You could lose your family, your friends, your career, for passionately testifying of your experience with something fantastic, but if you claim it is a religious experience you’re thought, by most, to be blessed.

So, why is it we have such a hard time, are so inconsistent in our guidelines? Why can a once crippled man casting away his crutch as he dances away from the healing preacher at a revival or someone talking in tongues carried away filled with spirit, be that much more believable than a person relating  their strange experience with bright lights and an almost euphoric  abduction?

There is a Holy city in Italy because the early leaders of the church were closet generals, on a much larger scale. They found a weapon stronger than the edge of a sharp sword or axe, excommunication. They knew that as the belief grew so did the dedication to it by its followers. The larger the faith, the more concrete it looked from the outside to others and so man’s general need to be part of a group aided these leaders in every pronouncement, and verdict leveled at Europe and the surrounding world. The churches blessing was often tantamount to the success or failure of a venture, whether that outing was the expanded trade routes of a merchant or the campaign of a war lord.

Today the Holy city has its own police force and I believe unit of military like security. This and the millions of churches throughout the world, the countless followers all a product of a being we cannot see or touch, one whose only link with reality lies not in the requirements of science and the mature world, but in a feeling in our hearts, a conviction in our minds.

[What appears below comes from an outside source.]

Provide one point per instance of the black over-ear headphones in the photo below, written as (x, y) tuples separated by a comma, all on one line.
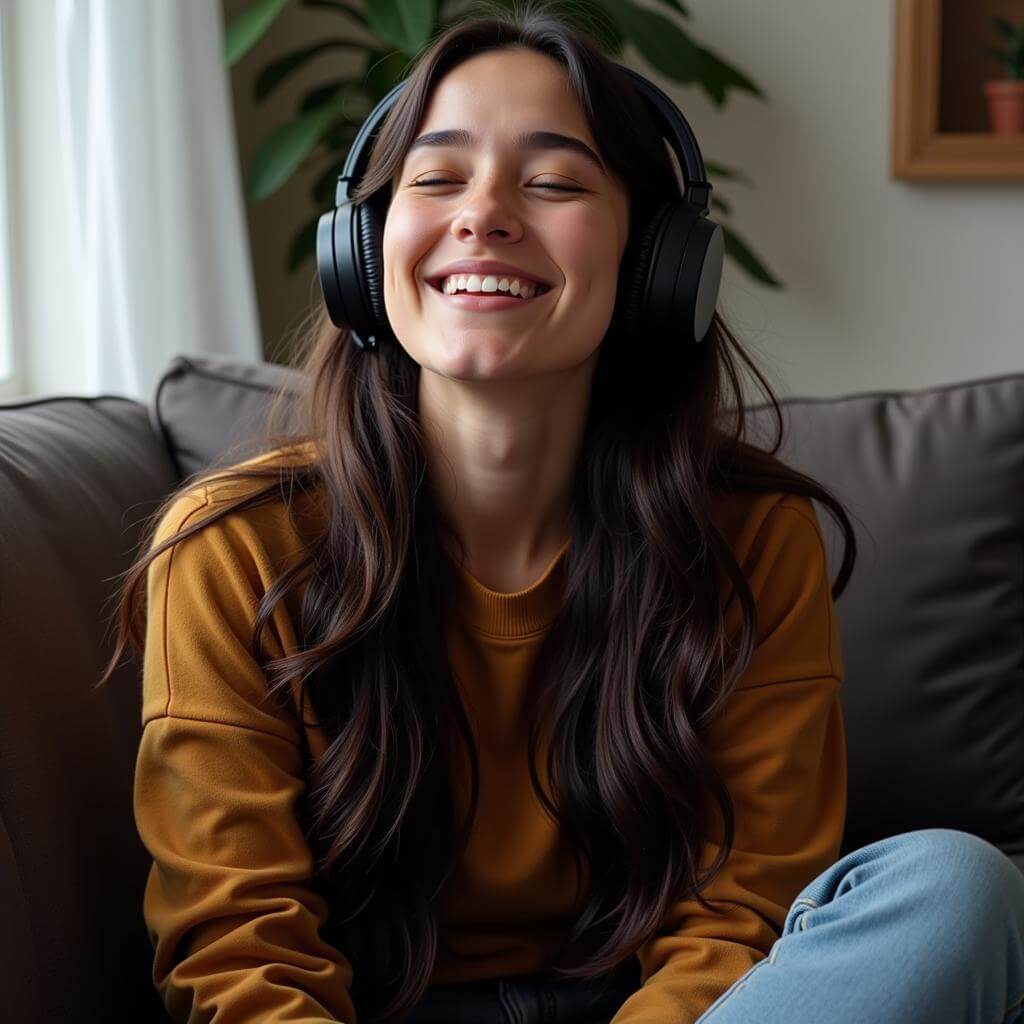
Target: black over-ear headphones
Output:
[(669, 286)]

The things seen and experienced by the ever growing number of us, that have no place in our grown up mentally stable world, are no less fantastic , no less heart felt and believed than the teachings and beliefs in our religion that suffuses many of our lives.

Not so long ago an ex-preacher, responding to one of our articles, claimed if it’s not in the Bible it doesn’t exist.   If he had the time or willingness to listen, I’d show him the multiple places where the bible proves out the very events in our days that he denies are possible.

So finally those of us who claim to be believers need to bear our mantel with pride and not half-heartedness. We need to use the same logic and open mind we apply to our God, the Supreme Being who lives in the clouds with his armies of winged creatures much like us. That is what we’re taught, right?